Check Your Understanding
Before moving to FlashAttention:
- For N = 8192, d = 128, calculate the size of the attention matrix in MB (FP16). How does this compare to the size of Q, K, V combined?
- Attention matrix size: N × N × 2 bytes = 8192 × 8192 × 2 = 128 MB
- Q, K, V combined: 3 × N × d × 2 bytes = 3 × 8192 × 128 × 2 = 6 MB
- Ratio: 128 MB / 6 MB ≈ 21× larger. The intermediate attention matrix dwarfs the actual input data.
- This ratio grows with N: at N=32K, it would be 85×.
- If we could magically fuse Steps 1, 2, and 3 into a single kernel that never writes intermediates to HBM, what would the HBM traffic be? What would the arithmetic intensity become?
- HBM traffic: Only read Q, K, V (3 MB) and write O (1 MB) = 4 MB total
- FLOPs: Still ~8.6 GFLOP (computation doesn't change)
- Arithmetic intensity: 8.6 GFLOP / 4 MB = 2,150 FLOPs/byte
- This is 14× above the A100 ridge point (156) — the operation would become compute-bound instead of memory-bound!
- Speedup: From 65 FLOPs/byte to 2,150 FLOPs/byte = 33× improvement in efficiency. This is exactly what FlashAttention achieves (approximately).
- Why can't we simply fuse softmax into the matmul kernels using standard kernel fusion techniques? What makes softmax special?
- Standard fusion works for elementwise ops (ReLU, add, etc.) because each output element depends only on corresponding input elements — you can compute output[i] as soon as you have input[i].
- Softmax requires global information: To compute
P\[i,j\], you need:max(S\[i,:\])— the maximum across the entire rowΣ exp(S\[i,k\])— the sum of exponentials across the entire row
- You can't output any element of row i until you've seen all elements of row i.
- This data dependency prevents naive fusion: you'd need to fully compute row i of S before starting softmax for that row.
- FlashAttention's solution: "Online softmax" — maintain running max and running sum, update them as new tiles arrive, and rescale previously computed partial results.
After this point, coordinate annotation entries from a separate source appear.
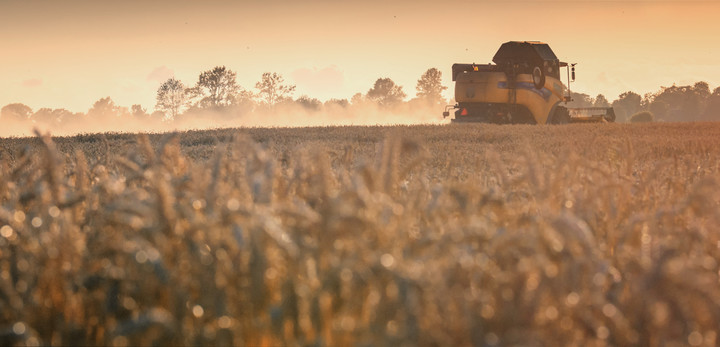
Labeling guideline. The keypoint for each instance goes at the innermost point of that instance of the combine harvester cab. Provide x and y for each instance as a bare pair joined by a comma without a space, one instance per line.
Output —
522,87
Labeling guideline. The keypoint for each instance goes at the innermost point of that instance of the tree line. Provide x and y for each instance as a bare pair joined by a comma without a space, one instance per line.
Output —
670,104
216,91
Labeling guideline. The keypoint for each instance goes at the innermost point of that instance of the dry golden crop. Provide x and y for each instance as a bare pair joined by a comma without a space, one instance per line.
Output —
577,235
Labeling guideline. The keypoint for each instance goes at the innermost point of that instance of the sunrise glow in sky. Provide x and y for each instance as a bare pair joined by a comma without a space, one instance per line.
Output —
68,54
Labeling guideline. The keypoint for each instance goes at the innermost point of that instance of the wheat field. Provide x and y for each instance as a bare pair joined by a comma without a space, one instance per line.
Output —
453,235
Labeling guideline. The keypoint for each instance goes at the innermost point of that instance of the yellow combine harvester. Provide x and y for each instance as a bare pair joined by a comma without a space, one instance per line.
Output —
523,86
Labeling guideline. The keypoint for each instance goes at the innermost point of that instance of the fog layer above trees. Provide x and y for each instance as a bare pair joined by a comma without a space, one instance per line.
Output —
216,100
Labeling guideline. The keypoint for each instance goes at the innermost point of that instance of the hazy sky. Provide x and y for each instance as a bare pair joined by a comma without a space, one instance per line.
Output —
68,54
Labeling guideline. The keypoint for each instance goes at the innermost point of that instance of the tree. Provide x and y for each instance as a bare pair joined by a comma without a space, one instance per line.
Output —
337,103
386,93
627,104
217,88
680,103
309,103
171,98
16,111
272,90
53,116
712,109
105,107
138,111
429,87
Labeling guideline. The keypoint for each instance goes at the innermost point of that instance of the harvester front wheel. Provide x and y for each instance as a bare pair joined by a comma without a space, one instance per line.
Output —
561,115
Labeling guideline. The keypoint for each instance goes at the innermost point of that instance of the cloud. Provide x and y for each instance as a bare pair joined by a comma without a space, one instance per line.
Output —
319,81
160,74
32,83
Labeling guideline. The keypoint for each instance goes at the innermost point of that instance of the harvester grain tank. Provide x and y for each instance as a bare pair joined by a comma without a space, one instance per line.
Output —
522,86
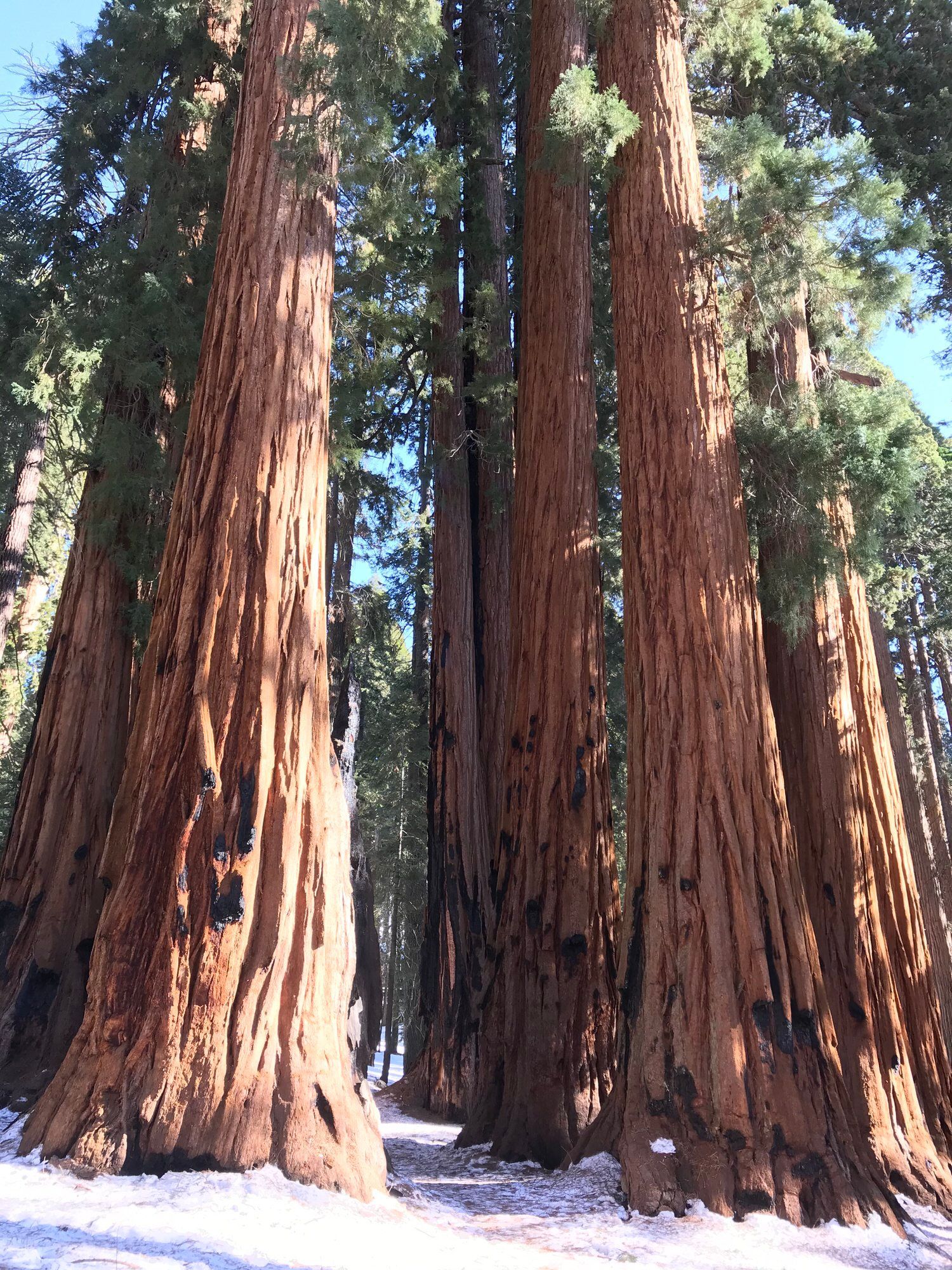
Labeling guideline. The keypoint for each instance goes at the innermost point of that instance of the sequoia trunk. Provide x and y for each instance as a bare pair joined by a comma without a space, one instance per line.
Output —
458,830
20,518
728,1047
934,881
855,858
487,285
216,1024
548,1057
51,893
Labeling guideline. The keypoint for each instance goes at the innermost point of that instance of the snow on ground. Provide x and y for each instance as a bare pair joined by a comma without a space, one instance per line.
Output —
446,1208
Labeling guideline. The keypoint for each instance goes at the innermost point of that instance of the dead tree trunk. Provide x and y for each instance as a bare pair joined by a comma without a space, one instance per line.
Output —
548,1041
458,827
216,1024
51,893
487,286
935,888
367,993
728,1047
20,518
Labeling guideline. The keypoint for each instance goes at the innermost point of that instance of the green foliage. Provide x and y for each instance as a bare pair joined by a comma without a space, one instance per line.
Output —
586,126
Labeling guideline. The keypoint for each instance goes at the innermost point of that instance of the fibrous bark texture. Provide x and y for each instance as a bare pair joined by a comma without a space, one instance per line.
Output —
216,1026
549,1031
855,857
367,991
20,518
727,1042
935,887
51,890
487,286
458,829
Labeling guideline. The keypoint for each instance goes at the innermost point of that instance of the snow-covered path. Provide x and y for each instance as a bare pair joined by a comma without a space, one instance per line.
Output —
447,1208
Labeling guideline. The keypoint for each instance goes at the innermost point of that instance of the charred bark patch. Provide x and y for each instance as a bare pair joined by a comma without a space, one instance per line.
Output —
327,1112
753,1201
574,949
37,996
228,902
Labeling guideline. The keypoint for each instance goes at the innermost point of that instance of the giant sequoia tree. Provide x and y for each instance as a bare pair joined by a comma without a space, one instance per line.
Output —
727,1043
221,1036
458,877
850,825
51,890
549,1027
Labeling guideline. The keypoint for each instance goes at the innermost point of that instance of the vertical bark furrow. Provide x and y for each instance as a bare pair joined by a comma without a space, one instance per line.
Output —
549,1028
728,1046
221,1039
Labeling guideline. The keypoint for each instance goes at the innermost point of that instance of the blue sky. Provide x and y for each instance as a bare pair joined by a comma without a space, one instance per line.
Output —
37,26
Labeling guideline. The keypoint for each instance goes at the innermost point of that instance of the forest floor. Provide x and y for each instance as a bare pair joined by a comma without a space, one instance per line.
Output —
446,1208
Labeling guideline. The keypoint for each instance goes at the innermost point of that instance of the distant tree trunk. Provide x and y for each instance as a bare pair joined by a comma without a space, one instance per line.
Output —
458,825
333,516
20,518
727,1047
51,891
341,632
548,1039
394,951
939,647
420,656
923,688
488,307
367,993
934,868
216,1024
855,858
929,779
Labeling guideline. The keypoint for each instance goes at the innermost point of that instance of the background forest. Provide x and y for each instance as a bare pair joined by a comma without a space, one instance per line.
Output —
827,159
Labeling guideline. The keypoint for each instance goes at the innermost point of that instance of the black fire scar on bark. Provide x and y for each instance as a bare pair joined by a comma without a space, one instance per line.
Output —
574,949
206,788
247,830
228,906
581,784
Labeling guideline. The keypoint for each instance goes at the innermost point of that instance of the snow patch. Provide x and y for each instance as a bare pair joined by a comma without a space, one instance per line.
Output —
449,1208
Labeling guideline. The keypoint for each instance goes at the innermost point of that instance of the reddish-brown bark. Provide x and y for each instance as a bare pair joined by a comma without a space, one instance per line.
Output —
855,857
20,518
51,891
220,1034
549,1031
458,827
727,1046
487,285
51,882
935,887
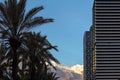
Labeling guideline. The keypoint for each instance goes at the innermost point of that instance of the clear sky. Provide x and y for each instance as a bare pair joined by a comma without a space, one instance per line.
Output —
72,18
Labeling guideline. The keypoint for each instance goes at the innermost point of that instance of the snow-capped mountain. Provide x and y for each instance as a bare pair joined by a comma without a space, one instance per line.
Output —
69,72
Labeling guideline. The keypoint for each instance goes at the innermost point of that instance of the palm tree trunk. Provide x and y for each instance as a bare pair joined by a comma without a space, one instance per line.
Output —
14,65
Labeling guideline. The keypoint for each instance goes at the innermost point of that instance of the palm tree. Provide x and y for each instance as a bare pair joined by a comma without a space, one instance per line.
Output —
37,56
14,21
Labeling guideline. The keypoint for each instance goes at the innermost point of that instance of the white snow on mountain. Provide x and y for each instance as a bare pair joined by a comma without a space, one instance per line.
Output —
69,72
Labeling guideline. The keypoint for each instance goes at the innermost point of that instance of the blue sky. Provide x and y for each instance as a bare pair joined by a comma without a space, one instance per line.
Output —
72,18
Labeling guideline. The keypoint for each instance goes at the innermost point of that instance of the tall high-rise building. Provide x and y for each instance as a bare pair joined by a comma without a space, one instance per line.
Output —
105,41
106,56
88,55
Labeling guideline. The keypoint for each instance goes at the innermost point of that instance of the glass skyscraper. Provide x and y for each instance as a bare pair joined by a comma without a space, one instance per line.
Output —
106,40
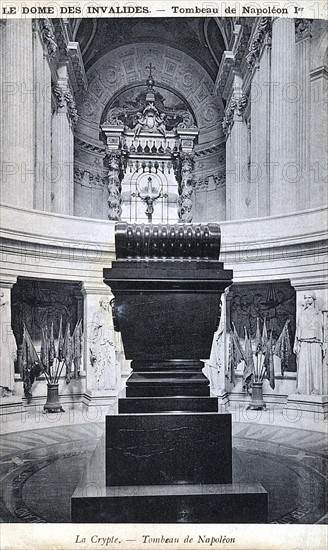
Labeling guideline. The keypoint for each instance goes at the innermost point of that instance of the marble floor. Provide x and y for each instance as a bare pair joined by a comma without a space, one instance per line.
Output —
41,467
This breaks the global dependency.
- A model has 32 heads and 32 layers. For a 4096-token sequence, how much HBM traffic does standard attention generate in total? (Use our 132 MB per head figure.)
- Per head: 132 MB
- Per layer (32 heads): 132 MB × 32 = 4,224 MB ≈ 4.1 GB
- Total (32 layers): 4.1 GB × 32 = 131 GB
- On A100 (2 TB/s bandwidth): 131 GB / 2,000 GB/s = 65.5 ms just for attention memory transfers!
- This is for a single forward pass. And it doesn't include the linear projections, FFN, or any other operations.
- If H100 has 3.35 TB/s bandwidth instead of 2 TB/s, does that solve the standard attention efficiency problem? Why or why not?
- No. H100's 1.7× bandwidth improvement only gives 1.7× speedup for memory-bound operations.
- The fundamental problem is the 33× overhead in memory traffic (132 MB vs 4 MB needed). You're still doing 33× more memory transfers than necessary — just slightly faster.
- The right solution is algorithmic: Reduce the bytes transferred (FlashAttention), not just transfer them faster.
- Analogy: If you're driving 33× further than necessary, a faster car helps a little, but the real fix is taking the shorter route.
- Additionally: H100's higher ridge point (296 vs 156 FLOPs/byte) makes standard attention more memory-bound relative to peak, not less.